The Spokane Indians feature Salish on team uniforms.
The Spokane Indians feature Salish on team uniforms. Spokane Indians

Washington Representative Brad Klippert doesn’t see what all the fuss is about.

“Multiple schools in my legislative district have Native American names, and each and every one of those schools I’m proud of,” he said over the phone, “because of the respect they associate with the names and mascots.”

Thirty schools in the state still use Native names and imagery, such as the Bethel Braves and the Clover Park Warriors. Spokane only retired the North Central Indians name in 2019. Kamiakin High School, just outside of Klippert’s district, is named for a Yakima chief.

That could all change thanks to a bill currently working its way through the legislature. House Bill 1356 would require public schools to consult with tribes before using Native American names, symbols, or images to represent the school. A broad coalition of Native and education groups support the bill, but not, alas, a handful of Republicans.

When the Washington House of Representatives considered the bill last month, only five lawmakers voted against it: Reps. Rob Chase, Jeremie Dufault, Brad Klippert, Bob McCaslin, and Robert Sutherland. What gives, guys?

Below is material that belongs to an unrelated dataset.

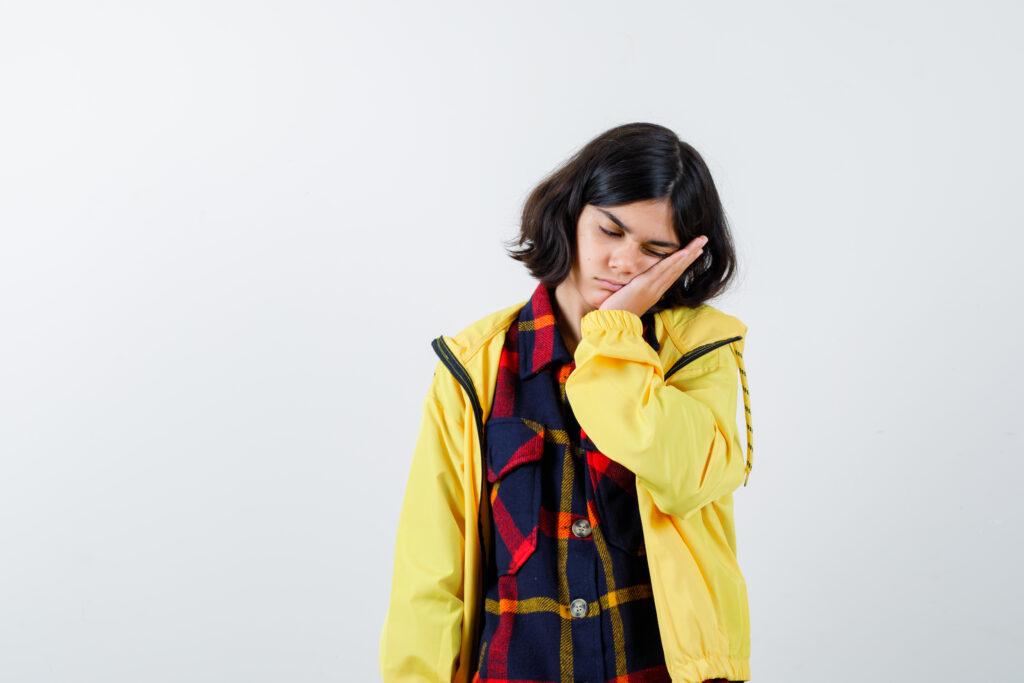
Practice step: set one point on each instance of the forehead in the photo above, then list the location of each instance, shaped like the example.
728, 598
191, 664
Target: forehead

“I was not contacted by any of my constituents on this, either for or against its passage,” wrote Dufault, one of only two legislators who responded to a request for comment. “I did not support HB 1356 because I do not believe in government censorship and I do not, as a rule, support unfunded government mandates.”

Claiming censorship is, of course, the standard Republican game of Idiot Ball these days. They argue that the real oppression is being expected to treat people with respect. This is why, for the last few days, conservatives had to pretend to care about Dr. Seuss.

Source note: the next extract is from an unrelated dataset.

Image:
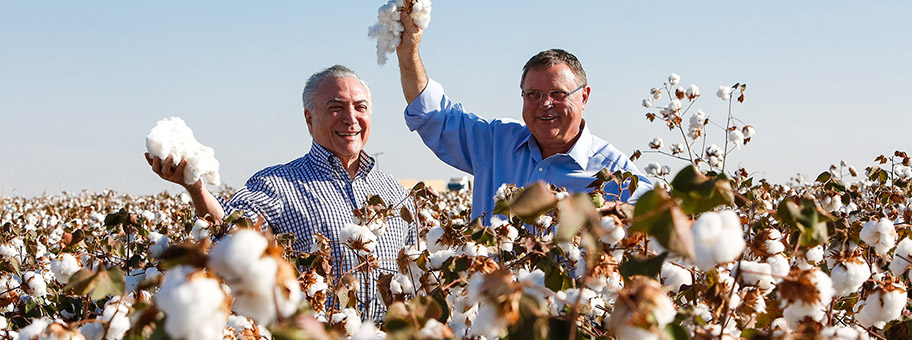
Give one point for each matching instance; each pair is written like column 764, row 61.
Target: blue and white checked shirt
column 504, row 152
column 315, row 194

HB 1356 would not enact a blanket ban on speech about Native Americans, of course. (And it's certainly nothing like the bans on discussing homosexuality that Republicans are very interested in passing.) The bill simply requires schools that wish to use a name originating in another culture to consult with representatives from that culture first.

This kind of consultation isn’t exactly unprecedented. It’s something the Spokane Indians did a few years back, and it’s why their new logo is written in Salish. In La Conner, the district removed a statue of an Indian head (that didn’t even depict a local tribe) and designed a new cedar band logo. In Thurston County, schools worked with the Nisqually Tribe to establish a day honoring environmental leader Billy Frank, and to fly the Nisqually flag.

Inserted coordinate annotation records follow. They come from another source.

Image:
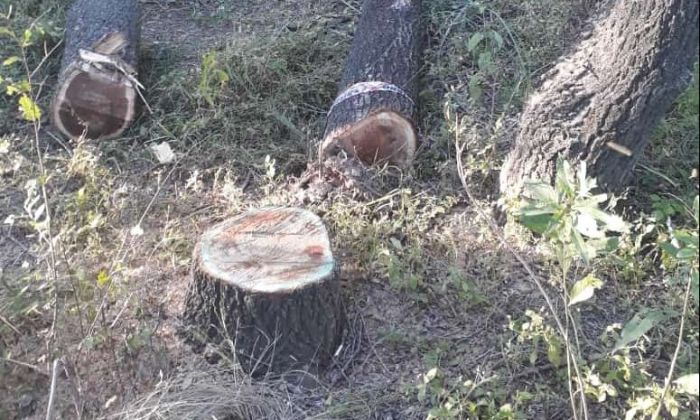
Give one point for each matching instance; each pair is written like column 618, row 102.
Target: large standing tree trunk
column 96, row 93
column 372, row 117
column 267, row 281
column 600, row 103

This stuff isn’t rocket science, and it’s not a multi-million dollar project. And, bill sponsor Rep. Debra Lekanoff says, it prevents incidents such as the one two years ago, when a sign at a school sports event showed nooses with the words “hang the braves.” Good grief.

“Constituents in my district have been supportive of my no vote,” Rep. Klippert said. “There was one person who contacted me and said he was disappointed with my vote... I thanked him for his comments and said I’d love to continue the conversation.”

Klippert may wish to “continue the conversation,” but it’s out of his hands now. Despite the opposition from a handful of Republicans, the bill easily sailed through the House and is now awaiting a hearing on Monday before the Senate Committee on Early Learning & K-12 Education.